By providing an interest subvention/subsidy scheme, the government is allowing access to cheaper structured finance to such low-income categories. Also, it has already previously increased the amount of home loan that can be availed by people in the metro cities, thereby acknowledging the fact that houses in urban areas are more expensive, that greater financial support is therefore required. By increasing the income limits for the EWS and LIG categories, the government has also ensured that a larger portion of the urban poor will be covered under the scheme.

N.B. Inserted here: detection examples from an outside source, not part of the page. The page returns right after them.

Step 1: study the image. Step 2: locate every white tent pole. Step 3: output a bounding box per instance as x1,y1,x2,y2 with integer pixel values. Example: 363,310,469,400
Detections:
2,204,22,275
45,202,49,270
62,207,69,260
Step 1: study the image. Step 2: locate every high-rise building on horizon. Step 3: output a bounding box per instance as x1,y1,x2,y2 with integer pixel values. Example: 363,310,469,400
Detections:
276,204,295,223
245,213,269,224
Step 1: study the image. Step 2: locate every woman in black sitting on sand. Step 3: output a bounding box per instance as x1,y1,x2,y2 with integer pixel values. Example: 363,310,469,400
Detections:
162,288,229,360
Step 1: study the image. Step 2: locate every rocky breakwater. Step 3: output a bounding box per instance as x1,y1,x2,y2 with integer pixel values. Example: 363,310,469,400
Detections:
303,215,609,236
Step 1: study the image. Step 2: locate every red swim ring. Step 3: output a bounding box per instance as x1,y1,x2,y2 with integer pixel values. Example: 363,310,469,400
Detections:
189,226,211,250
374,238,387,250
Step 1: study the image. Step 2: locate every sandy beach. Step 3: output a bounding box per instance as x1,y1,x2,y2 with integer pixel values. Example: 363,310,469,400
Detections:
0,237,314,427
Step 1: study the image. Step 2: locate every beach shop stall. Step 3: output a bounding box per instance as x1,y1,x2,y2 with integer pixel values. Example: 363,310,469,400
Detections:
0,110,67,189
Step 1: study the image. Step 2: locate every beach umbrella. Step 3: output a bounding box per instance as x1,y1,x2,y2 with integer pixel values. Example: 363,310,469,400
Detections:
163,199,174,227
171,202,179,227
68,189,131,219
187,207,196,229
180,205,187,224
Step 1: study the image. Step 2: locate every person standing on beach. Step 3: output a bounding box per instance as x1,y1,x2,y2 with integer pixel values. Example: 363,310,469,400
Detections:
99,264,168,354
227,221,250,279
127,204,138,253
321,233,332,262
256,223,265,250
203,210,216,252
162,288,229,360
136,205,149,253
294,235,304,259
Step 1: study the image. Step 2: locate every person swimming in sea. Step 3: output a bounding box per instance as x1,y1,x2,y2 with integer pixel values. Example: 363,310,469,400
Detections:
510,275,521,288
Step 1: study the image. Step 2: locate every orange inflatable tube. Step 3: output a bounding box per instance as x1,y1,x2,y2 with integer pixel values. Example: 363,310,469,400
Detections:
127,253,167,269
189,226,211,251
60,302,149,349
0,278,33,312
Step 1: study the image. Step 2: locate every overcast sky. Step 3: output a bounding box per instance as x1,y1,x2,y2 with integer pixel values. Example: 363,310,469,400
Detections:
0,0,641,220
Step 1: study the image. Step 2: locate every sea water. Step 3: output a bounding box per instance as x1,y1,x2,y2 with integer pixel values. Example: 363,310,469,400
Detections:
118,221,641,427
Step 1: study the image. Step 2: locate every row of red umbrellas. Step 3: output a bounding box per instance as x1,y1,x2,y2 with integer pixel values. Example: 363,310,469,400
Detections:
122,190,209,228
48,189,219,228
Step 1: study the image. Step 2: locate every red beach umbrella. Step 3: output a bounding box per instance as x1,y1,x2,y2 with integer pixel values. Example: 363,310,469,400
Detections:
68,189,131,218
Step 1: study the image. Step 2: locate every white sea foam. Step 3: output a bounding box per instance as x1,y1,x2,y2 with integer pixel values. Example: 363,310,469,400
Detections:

This scheme aims to provide the urban poor with the financial muscle to buy affordable houses. The next important step is to provide the working mechanism for this scheme, with the guidelines to be formulated by the ministry and RBI, to allow for its execution by the banking sector. Which leads to the first question mark in the government's Housing For All by 2022 scheme.
While the slum-dwellers will be provided liveable shelters at no cost under this scheme, likely through public-private partnership slum rehabilitation project, the scheme does not offer tangible solutions for the urban poor who is not residing in a slum and wants to own a house in a metro city. Though the loan amounts have been increased, his income levels may not qualify him for the loan disbursal amount that is high enough for him to buy a house in the current scenario, when housing prices are high.
This leads us to the next question mark - namely, the issue of achieving a solution whereby cheap, newly-constructed houses are available to such class of urban poor and migrants who do not stay in slums which will be covered under the slum redevelopment part of the Housing for All scheme. To create housing for these urban poor, the only solution lies in the unlocking of land in the urban areas. The kind of housing supply that the government is targeting seems out of the question if appropriate lands are not made available.